But we are fragile, aren't we? It doesn't take much to rip us up, and it's even worse when it's more than a lot.
I remember once I was standing in the living room and I had broken a piece of my mom's china. I don't know where she got it from, but she put it on the bookshelf for safekeeping and I accidentally nudged it enough that it came falling down. Even though it fell on carpet I guess it was fragile enough to break into several different pieces. And I just remember standing there trying to put all the pieces back together, but I didn't have enough hands to hold them all together. And even if I had more hands it wouldn't have mattered because that china wasn't going to grow back together. I never told my mom and I wonder if she ever noticed it was missing. If she did, she never said anything.

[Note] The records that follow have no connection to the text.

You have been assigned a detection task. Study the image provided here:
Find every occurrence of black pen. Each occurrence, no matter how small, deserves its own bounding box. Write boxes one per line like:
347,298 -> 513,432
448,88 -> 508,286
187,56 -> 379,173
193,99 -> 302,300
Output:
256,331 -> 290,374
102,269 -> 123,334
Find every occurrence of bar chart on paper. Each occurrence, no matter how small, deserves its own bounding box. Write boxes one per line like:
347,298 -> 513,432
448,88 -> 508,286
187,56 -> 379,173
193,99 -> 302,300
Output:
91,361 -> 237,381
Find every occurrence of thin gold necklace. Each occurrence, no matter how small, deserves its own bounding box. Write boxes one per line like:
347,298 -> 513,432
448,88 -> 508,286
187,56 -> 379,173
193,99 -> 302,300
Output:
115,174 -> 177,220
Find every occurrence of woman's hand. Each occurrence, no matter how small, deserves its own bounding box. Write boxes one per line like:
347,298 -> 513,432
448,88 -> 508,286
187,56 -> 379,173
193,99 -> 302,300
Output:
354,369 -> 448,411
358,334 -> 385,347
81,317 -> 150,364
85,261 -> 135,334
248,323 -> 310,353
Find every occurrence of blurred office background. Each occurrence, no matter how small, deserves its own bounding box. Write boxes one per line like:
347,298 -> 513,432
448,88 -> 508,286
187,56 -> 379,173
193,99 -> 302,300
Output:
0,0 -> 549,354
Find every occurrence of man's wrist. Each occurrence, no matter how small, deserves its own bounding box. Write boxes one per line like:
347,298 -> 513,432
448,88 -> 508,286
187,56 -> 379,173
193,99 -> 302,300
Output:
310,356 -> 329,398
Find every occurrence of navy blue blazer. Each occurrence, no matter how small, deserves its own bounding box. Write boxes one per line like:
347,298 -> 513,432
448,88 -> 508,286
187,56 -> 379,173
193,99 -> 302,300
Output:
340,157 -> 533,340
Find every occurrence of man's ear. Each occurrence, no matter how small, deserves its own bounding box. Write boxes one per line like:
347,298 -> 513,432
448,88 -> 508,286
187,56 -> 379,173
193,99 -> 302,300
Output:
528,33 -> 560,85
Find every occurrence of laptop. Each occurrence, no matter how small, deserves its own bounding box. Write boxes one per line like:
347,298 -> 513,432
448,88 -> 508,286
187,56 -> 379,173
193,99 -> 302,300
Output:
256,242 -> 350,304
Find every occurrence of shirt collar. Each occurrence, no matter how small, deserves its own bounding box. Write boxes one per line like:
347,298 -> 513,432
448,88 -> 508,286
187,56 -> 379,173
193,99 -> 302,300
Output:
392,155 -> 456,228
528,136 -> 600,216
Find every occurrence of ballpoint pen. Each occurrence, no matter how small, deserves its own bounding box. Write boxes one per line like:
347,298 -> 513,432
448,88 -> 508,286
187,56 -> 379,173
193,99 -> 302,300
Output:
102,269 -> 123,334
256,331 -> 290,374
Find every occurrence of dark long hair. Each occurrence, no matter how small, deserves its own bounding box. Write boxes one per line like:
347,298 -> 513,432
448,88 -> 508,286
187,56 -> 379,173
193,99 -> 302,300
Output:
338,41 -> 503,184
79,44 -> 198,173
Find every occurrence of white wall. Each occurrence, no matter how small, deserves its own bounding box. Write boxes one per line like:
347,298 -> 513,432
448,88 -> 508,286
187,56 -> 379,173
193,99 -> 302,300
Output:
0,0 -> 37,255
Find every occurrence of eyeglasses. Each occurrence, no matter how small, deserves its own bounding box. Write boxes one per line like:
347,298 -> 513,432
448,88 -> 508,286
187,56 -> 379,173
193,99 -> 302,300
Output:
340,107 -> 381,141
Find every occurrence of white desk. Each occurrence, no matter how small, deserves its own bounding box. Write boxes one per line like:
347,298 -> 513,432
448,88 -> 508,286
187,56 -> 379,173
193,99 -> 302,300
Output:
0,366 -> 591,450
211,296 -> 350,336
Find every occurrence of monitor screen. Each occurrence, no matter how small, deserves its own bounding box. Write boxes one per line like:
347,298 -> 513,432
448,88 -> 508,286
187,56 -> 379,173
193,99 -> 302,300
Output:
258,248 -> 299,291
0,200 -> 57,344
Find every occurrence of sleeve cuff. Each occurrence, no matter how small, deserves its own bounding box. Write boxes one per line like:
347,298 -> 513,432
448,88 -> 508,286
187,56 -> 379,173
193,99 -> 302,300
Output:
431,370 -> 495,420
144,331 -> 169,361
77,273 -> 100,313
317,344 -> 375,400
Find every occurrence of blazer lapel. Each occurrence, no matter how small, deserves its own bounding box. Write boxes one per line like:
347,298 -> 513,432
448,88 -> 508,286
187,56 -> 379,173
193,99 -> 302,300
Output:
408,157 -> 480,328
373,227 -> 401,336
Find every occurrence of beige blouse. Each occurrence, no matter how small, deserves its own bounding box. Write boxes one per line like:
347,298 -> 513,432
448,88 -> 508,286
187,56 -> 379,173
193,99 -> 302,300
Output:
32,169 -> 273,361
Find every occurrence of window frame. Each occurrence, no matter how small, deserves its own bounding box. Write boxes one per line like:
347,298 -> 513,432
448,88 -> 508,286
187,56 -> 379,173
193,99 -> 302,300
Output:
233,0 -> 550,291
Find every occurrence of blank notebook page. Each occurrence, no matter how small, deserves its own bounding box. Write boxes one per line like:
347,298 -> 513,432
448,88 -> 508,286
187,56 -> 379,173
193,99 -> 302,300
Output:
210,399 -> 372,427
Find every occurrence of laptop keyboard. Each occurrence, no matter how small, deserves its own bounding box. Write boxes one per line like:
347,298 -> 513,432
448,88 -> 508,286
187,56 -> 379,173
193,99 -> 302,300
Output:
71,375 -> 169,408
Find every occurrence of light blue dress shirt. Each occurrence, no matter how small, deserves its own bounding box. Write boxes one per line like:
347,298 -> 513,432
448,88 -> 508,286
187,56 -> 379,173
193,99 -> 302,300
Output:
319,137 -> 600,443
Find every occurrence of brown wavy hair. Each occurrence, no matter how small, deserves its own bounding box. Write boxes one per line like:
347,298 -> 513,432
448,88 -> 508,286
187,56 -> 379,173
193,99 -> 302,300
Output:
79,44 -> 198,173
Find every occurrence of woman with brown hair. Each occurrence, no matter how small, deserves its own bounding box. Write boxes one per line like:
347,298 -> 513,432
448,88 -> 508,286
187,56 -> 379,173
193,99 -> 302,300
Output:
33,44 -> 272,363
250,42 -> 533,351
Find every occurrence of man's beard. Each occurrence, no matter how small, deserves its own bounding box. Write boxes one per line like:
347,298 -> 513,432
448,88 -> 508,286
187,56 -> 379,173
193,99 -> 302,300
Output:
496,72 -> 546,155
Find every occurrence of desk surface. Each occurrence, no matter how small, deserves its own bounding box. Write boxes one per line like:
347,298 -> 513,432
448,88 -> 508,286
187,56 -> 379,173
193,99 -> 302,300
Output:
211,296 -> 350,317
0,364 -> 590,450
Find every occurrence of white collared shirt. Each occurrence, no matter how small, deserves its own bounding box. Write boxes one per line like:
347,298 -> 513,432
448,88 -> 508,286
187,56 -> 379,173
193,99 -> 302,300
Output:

This past year or two has been a lesson in human fragility. At school I see misbehavior in students and I immediately start to wonder what must be happening to them outside of school to make them act like that inside school. It could just be that some kids would be messed up no matter what, but I think a lot of it has to be cause and effect.
In my own life I can see myself trying to hold all the pieces together, just as if they were pieces of broken china. But I don't have enough hands, and I don't know if I can get them to stick back together, anyway. When I look up, though, I see lots of people around me trying to do the exact same thing. Maybe what we all need is an extra set of hands, but everyone's got theirs full already.